“Donald would never do a thing like that.”

“Of course he would. Any man would, who had a grain of self-respect. Then you’d have the pleasure of giving up all this”—she waved her hand about the room—“and going back to that wretched hole in Harlem, and doing your own cooking, while Bobbie plays on the sand pile on the corner lot, and pretends he has a pony cart with a soap box. You would enjoy that, wouldn’t you? Oh, of course you would!”

“Don’t! Don’t!” cried Edith, with a shudder. “I could never stand it—never!”
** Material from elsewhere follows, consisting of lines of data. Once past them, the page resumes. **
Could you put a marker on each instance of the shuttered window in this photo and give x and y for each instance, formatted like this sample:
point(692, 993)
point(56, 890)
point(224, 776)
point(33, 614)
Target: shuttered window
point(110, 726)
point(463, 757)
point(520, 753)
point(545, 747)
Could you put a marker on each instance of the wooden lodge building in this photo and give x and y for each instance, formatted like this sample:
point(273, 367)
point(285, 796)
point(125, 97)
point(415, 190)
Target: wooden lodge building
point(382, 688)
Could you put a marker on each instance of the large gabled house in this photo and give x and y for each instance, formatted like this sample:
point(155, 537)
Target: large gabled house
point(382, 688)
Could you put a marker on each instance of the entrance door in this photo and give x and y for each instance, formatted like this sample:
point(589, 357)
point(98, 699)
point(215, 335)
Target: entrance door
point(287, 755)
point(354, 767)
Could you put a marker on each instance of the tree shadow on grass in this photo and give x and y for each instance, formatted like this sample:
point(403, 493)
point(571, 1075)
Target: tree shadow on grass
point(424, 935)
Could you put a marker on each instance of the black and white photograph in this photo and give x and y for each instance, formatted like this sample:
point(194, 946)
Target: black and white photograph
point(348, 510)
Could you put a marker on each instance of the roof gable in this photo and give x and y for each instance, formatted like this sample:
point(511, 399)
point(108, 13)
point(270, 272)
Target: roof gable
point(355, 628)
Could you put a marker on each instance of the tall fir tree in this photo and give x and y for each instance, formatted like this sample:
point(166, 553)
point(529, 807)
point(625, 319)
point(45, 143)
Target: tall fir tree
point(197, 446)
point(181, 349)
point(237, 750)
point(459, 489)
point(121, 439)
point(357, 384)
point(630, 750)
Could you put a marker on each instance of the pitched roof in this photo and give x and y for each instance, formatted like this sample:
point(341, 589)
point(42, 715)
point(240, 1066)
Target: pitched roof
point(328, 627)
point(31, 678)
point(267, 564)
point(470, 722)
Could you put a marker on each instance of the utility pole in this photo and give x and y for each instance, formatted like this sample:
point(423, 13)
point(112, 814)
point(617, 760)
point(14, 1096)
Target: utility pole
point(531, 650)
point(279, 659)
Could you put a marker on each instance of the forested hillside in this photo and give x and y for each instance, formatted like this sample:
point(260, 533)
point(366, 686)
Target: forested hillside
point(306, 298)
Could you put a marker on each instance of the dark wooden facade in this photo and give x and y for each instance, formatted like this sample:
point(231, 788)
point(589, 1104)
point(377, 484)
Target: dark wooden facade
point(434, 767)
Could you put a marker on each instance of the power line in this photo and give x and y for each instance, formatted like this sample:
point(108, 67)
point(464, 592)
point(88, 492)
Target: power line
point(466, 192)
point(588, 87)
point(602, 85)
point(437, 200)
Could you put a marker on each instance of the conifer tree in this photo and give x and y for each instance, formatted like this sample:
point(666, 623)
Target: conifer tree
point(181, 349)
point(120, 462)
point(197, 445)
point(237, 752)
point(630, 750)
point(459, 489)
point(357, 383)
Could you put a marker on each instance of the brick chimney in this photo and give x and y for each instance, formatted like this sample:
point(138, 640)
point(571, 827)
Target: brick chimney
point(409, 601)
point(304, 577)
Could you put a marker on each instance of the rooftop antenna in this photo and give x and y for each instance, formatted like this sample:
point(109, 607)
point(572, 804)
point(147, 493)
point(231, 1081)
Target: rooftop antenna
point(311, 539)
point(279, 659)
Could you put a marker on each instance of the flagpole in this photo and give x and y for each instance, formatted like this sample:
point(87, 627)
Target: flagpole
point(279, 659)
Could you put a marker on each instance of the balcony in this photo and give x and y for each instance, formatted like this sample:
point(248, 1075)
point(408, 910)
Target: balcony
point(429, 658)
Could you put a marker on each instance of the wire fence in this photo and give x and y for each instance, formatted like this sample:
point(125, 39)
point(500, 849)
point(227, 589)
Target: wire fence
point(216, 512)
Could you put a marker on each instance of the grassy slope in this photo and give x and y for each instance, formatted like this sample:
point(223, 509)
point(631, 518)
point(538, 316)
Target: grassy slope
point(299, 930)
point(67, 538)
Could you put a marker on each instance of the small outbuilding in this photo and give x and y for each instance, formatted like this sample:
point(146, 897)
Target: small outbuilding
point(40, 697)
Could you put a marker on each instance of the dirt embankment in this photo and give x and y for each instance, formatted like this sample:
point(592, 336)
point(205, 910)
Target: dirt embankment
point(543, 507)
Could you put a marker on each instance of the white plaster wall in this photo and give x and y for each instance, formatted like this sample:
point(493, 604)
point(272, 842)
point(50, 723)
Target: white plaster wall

“Furthermore,” pursued her sister, “Emerson would be bound to know. He’s seen this place, and wouldn’t understand what it all meant, if you gave it up. He probably would have no further use for me. I’m sorry for you, Edith, but you have got us all into this situation, and you haven’t any right to upset it—at least, not now. Wait until Emerson and I are married, at any rate.”

Edith was on the verge of tears. “I ought to have told him long ago,” she wailed. “In the very beginning. Now it’s too late. If he knew the truth, he might never forgive me.”

“I wouldn’t take any chances, if I were you,” observed Alice dryly.

“And Donald has been so fine, so strong, so splendid,” sobbed her sister. “I never realized before all that he has been to me. I can’t tell you how I admire him.”

“Very likely. It’s a great deal easier for a woman to realize her husband’s good points when she has thirty thousand dollars a year than when she hasn’t thirty cents.”

“Yes, I suppose it is,” said Mrs. Rogers, drying her eyes. “I guess I’ll have to make the best of it.”

“That’s sensible, Edith. Nothing else to do. Now I think I’ll go up and dress. What’s on for this evening?”